Reading a list of images in a Worfklows

How severe does this issue affect your experience of using Ray?

  • High: It blocks me to complete my task.

I would like to replace my ray.data.read_images and Dataset with workflows I have been unable to find a good example showing how to read in multiple files as part of a DAG. For example, I would like to read a list of images:

from pydantic import BaseModel
from ray.dag.dag_node import DAGNode
from ray.dag.input_node import InputNode
from ray import workflow


@ray.remote(num_cpus=0.5)
def read(dir) -> Dict[str, Any]:
    img = Image.open(dir)
    img = np.array(img) / 255.0
    return dict(image=img, path=dir)


class ContentInput(BaseModel):
    paths: List[str] = []
    output_dir: str = None


with InputNode() as input_node:
    dag: DAGNode = [read.remote(path) for path in input_node.paths]

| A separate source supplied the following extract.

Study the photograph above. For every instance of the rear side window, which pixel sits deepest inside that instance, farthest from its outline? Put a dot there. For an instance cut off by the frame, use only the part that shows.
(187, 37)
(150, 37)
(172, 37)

results = dag.execute(image_paths)
results = ray.get(results)

I could make the reader an actor and read them in a loop but this blocks until all of the images in the list are read in so not that useful.

....

@ray.remote(num_cpus=0.5)
class Reader:
    def read(self, dirs: List[str]) -> List[Dict[str, Any]]:
        return [self(dir) for dir in dirs]
    
    def __call__(self, dir) -> Dict[str, Any]:
        img = Image.open(dir)
        img = np.array(img) / 255.0
        fn = Path(dir).stem
        return dict(image=img, path=dir)

Any insight on the best way to do this would be appreciated. I did find this demo but a lot of this seems to be no longer supported: 2022_04_13_ray_serve_meetup_demo/deployment_graph.py at main · ray-project/2022_04_13_ray_serve_meetup_demo · GitHub

Is Ray Workflows deprecated as the slack channel seems to suggest?